Senaryo ve elbette film, rahmetlik Blake Snyder'in kategorizasyonunu anarsak bir Rite of Passage filmi. Rite of Passage talaşlı bir çeviri ile Geçiş Töreni demek. Snyder tüm film öykülerinin on kategoriden birine dahil olduğunu savunur. Geçiş Töreni de bu kategorilerden biri. Bir çocuğun ergenlikten çıkışı, bir hovardanın evlenmeye karar vermesi, bir gezginin Uzakdoğu'ya ruhani yolculuğu gibi öyküler hep karakterlerin hayatlarındaki büyük bir dönüm noktasını ve bu eşiği aşarken yaşadıklarını anlatır. İşte Brooklyn'de de Saoirse Ronan'ın karakterinin küçük bir İrlanda kasabasından ABD'ye gidişini ve burada genç, kırılgan ve taşralı bir kızdan ayakları üstünde durmayı becerebilen, kafa karışıklıklarıyla bezeli olsa da nihayet kendi kararlarını verebilen bir genç kadına dönüşümünü izliyoruz.
İkinci perdede ritmini bir miktar kaybederek dağılsa da kesinlikle vasatın üzerindeki bu çok uluslu filmde, Johnny Depp'in gençliğini andıran Emory Cohen ve Domhnall Gleeson da güzel iş çıkarmış. Film, baş karakterinin dönüşümünü anlatırken aynı zamanda tek bir cümlesiyle çok büyük bir söz söylemeyi de başarıyor.

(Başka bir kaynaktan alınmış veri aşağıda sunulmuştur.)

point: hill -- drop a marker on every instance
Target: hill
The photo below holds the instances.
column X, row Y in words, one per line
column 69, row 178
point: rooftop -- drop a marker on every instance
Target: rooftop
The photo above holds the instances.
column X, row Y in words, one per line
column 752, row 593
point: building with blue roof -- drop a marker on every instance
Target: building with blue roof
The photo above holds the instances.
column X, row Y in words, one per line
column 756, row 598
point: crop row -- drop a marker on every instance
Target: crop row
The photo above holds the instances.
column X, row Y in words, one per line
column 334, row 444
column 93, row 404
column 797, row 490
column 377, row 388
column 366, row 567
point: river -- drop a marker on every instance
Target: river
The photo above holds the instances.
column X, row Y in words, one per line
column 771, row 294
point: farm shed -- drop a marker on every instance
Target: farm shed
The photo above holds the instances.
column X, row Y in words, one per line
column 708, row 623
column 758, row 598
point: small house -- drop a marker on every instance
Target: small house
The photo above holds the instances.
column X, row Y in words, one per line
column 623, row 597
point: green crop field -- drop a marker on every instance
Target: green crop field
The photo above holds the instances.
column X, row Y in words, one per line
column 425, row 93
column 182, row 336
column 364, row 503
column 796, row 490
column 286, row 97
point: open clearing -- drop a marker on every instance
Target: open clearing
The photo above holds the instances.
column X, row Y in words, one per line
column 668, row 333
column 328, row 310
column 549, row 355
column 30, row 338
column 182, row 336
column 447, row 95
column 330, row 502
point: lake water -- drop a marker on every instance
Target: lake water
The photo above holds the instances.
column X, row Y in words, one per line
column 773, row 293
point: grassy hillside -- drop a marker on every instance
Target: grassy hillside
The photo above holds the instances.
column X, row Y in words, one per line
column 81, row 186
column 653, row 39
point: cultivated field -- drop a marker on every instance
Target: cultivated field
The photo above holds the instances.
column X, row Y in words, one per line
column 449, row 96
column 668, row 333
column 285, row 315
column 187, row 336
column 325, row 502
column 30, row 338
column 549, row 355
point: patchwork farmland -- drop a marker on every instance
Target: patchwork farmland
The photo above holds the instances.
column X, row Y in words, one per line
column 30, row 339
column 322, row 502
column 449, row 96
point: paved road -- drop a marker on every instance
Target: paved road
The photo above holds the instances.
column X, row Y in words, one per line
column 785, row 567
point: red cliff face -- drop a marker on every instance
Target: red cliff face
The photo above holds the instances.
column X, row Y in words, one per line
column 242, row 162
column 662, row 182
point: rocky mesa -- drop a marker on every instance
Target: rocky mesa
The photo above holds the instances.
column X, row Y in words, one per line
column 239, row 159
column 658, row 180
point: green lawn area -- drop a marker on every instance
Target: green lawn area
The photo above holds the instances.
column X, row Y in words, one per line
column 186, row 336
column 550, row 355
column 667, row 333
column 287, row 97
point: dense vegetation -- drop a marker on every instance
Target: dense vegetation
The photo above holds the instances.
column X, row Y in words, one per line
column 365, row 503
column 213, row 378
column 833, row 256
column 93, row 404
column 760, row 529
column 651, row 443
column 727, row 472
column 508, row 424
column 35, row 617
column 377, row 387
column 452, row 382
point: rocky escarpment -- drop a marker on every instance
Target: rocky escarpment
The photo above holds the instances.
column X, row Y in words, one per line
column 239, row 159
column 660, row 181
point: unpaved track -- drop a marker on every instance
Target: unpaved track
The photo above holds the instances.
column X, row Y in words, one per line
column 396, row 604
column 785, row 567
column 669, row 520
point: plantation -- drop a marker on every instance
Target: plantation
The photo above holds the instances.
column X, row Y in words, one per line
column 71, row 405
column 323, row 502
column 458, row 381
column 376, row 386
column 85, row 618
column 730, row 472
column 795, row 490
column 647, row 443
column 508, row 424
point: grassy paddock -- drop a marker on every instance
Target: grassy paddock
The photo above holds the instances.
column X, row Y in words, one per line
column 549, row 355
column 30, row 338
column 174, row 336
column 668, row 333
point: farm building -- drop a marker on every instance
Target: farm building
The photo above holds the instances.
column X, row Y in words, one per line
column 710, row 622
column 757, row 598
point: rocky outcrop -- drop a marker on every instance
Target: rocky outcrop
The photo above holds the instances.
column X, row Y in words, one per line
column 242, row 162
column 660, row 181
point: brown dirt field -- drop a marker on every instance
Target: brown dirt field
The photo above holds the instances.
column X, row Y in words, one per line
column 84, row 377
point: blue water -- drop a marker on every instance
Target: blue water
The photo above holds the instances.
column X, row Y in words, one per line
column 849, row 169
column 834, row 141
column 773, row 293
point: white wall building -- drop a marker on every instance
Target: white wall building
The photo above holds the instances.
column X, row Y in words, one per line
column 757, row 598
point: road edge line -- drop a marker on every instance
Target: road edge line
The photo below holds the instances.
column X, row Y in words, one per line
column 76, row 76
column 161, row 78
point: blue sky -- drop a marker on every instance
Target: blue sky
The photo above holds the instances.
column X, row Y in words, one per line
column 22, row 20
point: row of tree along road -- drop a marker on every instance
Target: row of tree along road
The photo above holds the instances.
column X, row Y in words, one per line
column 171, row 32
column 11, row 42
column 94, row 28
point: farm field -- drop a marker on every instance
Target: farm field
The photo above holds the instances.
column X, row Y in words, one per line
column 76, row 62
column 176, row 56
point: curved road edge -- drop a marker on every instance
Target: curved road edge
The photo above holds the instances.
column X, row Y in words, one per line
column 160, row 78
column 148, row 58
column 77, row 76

Eilis (Ronan) kendisini yalanını ortaya çıkarmakla tehdit eden eski patronuna taşra kötülüğünü yüzüne vurarak cevap veriyor. "Bu kasabanın nasıl bir yer olduğunu unutmuşum" diyor Eilis. Bazı insanların belli bir sebep bile olmadan, sadece herkesin kendileri gibi mutsuz olmasını isteyen bir taşra kötülüğünü barındırabileceğini hatırlatıyor hepimize.
Sıkıcı olmayan, zaman zaman Eilis'in kafa karışıklığından rahatsız olabileceğiniz, hatta üstte bahsettiğim gibi sebepsiz bir kötülükle onun cezasız kalmamasını isterken kendinizi yakalayıp sorgulayabileceğiniz bir film. Ancak ilk tahminimin aksine öyle majestik, insanı yakalayan büyük planlar, görüntü yönetmenliği gösterisi olmadığını da söyleyeyim. Uzun lafın kısası, tavsiye ediyorum.
Profesyonel Dizi Yazarlığı
Gelelim kitabımıza... İçeriden, aslında oldukça mesleki ama bir o kadar da sıkıcı durmamayı başaran bir kitap yazmış Gülden Çakır. Adı "Profesyonel Dizi Yazarlığı". Kimse alınmasın, darılmasın ama yüzde doksanı çöpten ibaret Türkçe senaryo yazarlığı kitapları ve bırakın birine öğretmeyi kendileri teorik senaryo altyapısına sahip olmayan, çağın kırk yıl gerisine hapsolmuş yazarlar arasında Çakır'ın kitabı ışıl ışıl parlıyor.